Being pre-approved is considered a commitment from a lender to provide you with a home loan in the future of up to a certain amount. This will show lenders that you’re committed and ready to put in an offer. In most cases, sellers will only accept offers only from pre-approved buyers.
Don’t get too comfortable being pre-approved doesn’t mean you’ll get the house it only means you’ll get the loan, you still have to have the highest offer on the property.

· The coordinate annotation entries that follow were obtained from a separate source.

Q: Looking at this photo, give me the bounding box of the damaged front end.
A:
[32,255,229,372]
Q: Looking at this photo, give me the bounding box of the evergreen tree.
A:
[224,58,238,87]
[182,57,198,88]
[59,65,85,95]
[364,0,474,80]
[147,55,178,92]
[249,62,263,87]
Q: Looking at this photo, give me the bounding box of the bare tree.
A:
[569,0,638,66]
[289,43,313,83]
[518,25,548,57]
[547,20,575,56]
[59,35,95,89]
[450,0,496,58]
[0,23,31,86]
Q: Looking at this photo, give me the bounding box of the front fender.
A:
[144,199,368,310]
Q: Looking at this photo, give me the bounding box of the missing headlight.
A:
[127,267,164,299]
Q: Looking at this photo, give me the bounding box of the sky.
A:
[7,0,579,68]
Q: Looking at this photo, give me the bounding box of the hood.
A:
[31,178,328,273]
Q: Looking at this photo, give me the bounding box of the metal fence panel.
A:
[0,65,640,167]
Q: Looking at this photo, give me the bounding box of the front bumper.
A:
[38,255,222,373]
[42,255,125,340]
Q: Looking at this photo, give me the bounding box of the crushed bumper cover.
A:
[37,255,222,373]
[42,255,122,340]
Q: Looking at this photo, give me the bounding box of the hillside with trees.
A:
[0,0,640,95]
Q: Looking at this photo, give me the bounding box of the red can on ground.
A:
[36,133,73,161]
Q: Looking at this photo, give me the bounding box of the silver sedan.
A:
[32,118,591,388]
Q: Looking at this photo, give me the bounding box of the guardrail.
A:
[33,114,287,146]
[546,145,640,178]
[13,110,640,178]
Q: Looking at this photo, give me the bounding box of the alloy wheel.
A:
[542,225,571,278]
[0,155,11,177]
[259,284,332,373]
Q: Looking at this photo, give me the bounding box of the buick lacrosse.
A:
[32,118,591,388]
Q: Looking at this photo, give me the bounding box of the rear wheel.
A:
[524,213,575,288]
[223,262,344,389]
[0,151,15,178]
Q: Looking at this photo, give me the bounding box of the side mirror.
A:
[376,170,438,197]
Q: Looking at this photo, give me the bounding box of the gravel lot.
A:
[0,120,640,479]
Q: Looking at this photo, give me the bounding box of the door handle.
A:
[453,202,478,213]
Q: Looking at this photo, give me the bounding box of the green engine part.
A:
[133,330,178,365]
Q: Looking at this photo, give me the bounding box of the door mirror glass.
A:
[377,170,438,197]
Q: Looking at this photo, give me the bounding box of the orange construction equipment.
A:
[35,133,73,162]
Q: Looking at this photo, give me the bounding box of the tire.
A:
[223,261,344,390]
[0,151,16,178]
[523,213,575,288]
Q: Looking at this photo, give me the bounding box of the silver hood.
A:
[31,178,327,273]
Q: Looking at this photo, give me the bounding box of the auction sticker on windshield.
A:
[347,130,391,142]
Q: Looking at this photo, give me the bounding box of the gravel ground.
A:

Certain steps are required to get pre-approved; you will need a good amount of documentation. Here are some of the four things you will need:
- A minimum of two years of federal tax returns
- A minimum of two years of W-2 forms from your boss
- History of your residential history for the past two years
- Bank statements
#2 – Your Credit Score Needs to be Up-to-date
The higher your credit score the higher of a chance you will have to get the loan you want, the minimum credit score for a Federal Housing Administration or FHA is 580 and up but the ideal credit score mortgage lenders want to see is a 660 and over.
One requirement most loan programs require is that your credit score stays consistent while under contract on a house. Why is this required? Because lender’s final clearance and a loan commitment are subject to a credit-check at the last minute before closing the deal.
How to avoid jeopardizing your credit score?
- Stay on top of all your payments
- Avoid opening new lines of credit
- Don’t close old credit accounts
#3 – Take a Close Look at the Closing Disclosure Forms
Take a close look at the closing disclosure also known as a CD. Lenders are required to provide borrowers with a CD, at least three days before closing the deal. You will also be provided with the loan estimate also known as a good-faith estimate or LE. The LE is a document that shows the fees you will have to pay when you move forward to closing a deal on a home.
#4 – The Underwriting Process
Before the deal on the loan is closed, your account had to go through the underwriting process. Picture underwriters as the real estate police, they will investigate that you have provided the correct information and are not trying to do fraud or scam a mortgage lender.
Underwriters will double-check your credit score, financial statements, and other documentation that was provided. Underwriters will also contact employers to verify that the numbers are correct. This process has to be done since so many people lie on their applications.